At a listening session set for Thursday night, the north country will be talking and the 10th Mountain Division commander will be listening. 

What he hears will help the Department of Defense make a big decision on the size of Fort Drum's population. 

It's crucial that the right message is delivered.

"We have deliberately made sure that topics we feel are crucial, that that message needs to be heard. We have proactively reached out to individuals to make sure we do have the right message and coordination," said Beth Fipps of the Fort Drum Regional Liaison Organization.

Indian River Central School District Superintendent James Kettrick is one of those individuals. 

Sixty-five percent of Indian River's students come from military families and the school district stands to lose federal aid if Fort Drum shrinks.

"We want to tell the commanding general that we're the neighbor that you know.  We're right next door.  We've addressed any of the needs associated with growth," said Kettrick.

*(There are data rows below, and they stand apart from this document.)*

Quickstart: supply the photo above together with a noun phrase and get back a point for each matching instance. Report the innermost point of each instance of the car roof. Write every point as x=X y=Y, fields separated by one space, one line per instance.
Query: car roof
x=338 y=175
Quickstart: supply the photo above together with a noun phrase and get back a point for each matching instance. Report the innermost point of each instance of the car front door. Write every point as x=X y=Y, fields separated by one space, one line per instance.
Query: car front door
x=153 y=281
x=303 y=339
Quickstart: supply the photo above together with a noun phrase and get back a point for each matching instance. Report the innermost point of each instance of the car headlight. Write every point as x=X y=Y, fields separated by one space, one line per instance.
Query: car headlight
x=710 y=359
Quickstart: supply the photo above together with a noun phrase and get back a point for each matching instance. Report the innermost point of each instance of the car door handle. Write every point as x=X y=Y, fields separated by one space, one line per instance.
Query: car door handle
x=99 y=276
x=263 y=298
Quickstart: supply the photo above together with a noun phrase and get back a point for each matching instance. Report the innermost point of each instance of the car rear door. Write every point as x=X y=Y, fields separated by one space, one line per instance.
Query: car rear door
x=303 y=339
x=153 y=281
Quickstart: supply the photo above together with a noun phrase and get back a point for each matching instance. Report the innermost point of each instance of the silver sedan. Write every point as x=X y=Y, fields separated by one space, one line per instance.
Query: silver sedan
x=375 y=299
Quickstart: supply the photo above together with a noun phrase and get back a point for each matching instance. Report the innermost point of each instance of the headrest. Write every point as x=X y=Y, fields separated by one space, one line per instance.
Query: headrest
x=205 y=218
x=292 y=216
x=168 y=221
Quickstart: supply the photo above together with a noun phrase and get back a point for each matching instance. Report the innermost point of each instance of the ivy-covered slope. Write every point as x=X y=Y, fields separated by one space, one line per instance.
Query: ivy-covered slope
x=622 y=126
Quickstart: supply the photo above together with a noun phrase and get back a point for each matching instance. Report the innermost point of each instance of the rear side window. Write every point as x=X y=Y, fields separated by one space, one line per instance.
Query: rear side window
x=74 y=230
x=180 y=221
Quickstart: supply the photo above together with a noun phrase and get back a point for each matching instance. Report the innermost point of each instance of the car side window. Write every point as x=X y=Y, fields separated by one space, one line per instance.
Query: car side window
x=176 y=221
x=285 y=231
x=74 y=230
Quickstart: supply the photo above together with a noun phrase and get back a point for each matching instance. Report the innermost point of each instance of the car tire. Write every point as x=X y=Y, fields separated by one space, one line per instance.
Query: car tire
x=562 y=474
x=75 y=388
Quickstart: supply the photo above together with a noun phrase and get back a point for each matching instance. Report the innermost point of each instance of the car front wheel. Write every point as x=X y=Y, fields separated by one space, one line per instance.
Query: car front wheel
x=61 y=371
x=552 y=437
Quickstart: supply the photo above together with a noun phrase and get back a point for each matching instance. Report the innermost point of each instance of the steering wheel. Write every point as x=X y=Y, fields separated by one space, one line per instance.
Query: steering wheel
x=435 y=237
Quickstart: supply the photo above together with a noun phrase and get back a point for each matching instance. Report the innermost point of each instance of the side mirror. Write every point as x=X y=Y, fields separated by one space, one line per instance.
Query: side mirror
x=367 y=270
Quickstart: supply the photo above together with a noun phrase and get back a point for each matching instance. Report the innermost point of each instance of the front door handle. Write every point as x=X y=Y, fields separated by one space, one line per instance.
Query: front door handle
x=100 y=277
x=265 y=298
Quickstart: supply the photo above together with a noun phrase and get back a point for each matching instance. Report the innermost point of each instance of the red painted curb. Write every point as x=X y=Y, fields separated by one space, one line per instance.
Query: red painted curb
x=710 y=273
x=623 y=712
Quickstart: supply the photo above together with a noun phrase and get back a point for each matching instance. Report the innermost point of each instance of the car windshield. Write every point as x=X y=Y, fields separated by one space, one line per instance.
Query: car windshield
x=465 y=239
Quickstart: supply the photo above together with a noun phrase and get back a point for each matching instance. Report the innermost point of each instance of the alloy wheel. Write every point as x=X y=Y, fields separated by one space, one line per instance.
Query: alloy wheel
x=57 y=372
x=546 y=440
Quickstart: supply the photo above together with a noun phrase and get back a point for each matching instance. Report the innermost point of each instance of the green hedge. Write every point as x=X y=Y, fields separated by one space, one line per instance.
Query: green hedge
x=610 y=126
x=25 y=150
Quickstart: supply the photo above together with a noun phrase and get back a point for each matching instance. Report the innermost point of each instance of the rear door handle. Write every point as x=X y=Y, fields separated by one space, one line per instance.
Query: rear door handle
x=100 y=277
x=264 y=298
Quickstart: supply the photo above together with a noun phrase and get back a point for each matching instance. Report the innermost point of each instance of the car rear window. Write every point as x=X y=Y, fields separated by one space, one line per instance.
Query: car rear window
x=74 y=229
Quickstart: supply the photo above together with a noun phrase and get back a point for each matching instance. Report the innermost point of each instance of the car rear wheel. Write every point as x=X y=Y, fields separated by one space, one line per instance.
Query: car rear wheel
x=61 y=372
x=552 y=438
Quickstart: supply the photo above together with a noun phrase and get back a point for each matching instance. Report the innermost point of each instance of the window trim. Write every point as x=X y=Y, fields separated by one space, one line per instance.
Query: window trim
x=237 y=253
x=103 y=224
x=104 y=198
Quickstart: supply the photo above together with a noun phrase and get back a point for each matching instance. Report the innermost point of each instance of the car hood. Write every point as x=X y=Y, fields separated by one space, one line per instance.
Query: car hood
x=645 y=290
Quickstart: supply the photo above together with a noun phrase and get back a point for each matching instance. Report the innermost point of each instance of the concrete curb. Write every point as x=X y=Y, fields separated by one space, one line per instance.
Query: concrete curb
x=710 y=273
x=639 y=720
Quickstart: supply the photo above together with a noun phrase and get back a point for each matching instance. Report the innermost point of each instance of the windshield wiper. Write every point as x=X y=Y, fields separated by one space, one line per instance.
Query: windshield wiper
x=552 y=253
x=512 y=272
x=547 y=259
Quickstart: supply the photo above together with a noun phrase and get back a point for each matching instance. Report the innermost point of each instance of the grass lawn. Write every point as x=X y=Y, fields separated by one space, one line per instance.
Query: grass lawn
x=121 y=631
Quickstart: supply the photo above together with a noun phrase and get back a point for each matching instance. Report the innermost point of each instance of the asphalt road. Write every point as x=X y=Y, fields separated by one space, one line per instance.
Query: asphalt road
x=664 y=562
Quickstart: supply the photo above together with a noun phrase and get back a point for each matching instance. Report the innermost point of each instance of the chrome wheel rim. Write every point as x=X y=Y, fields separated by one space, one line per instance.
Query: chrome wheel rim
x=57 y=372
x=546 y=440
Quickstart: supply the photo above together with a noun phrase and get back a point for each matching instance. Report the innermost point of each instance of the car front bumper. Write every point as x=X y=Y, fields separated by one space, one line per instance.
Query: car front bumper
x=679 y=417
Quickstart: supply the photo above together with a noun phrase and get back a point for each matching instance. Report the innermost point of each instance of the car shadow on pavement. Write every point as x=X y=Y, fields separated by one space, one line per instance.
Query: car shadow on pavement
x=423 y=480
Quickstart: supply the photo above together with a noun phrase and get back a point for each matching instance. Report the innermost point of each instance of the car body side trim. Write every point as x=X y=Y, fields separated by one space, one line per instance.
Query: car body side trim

Samaritan Medical Center will be another key player at the listening session. 

The Watertown hospital has seen a lot of growth over the last decade and it's largely due to growth at Fort Drum.

"As we make improvements for the benefit of Fort Drum, it spills over and provides benefits for everyone who lives in the north country.  So it truly is a win-win for everybody," said SMC's Tom Carman.

The listening session is at Case Middle School in Watertown on Thursday from 5 p.m. until 7 p.m.

It's an open session, so anyone who wants to speak is welcome.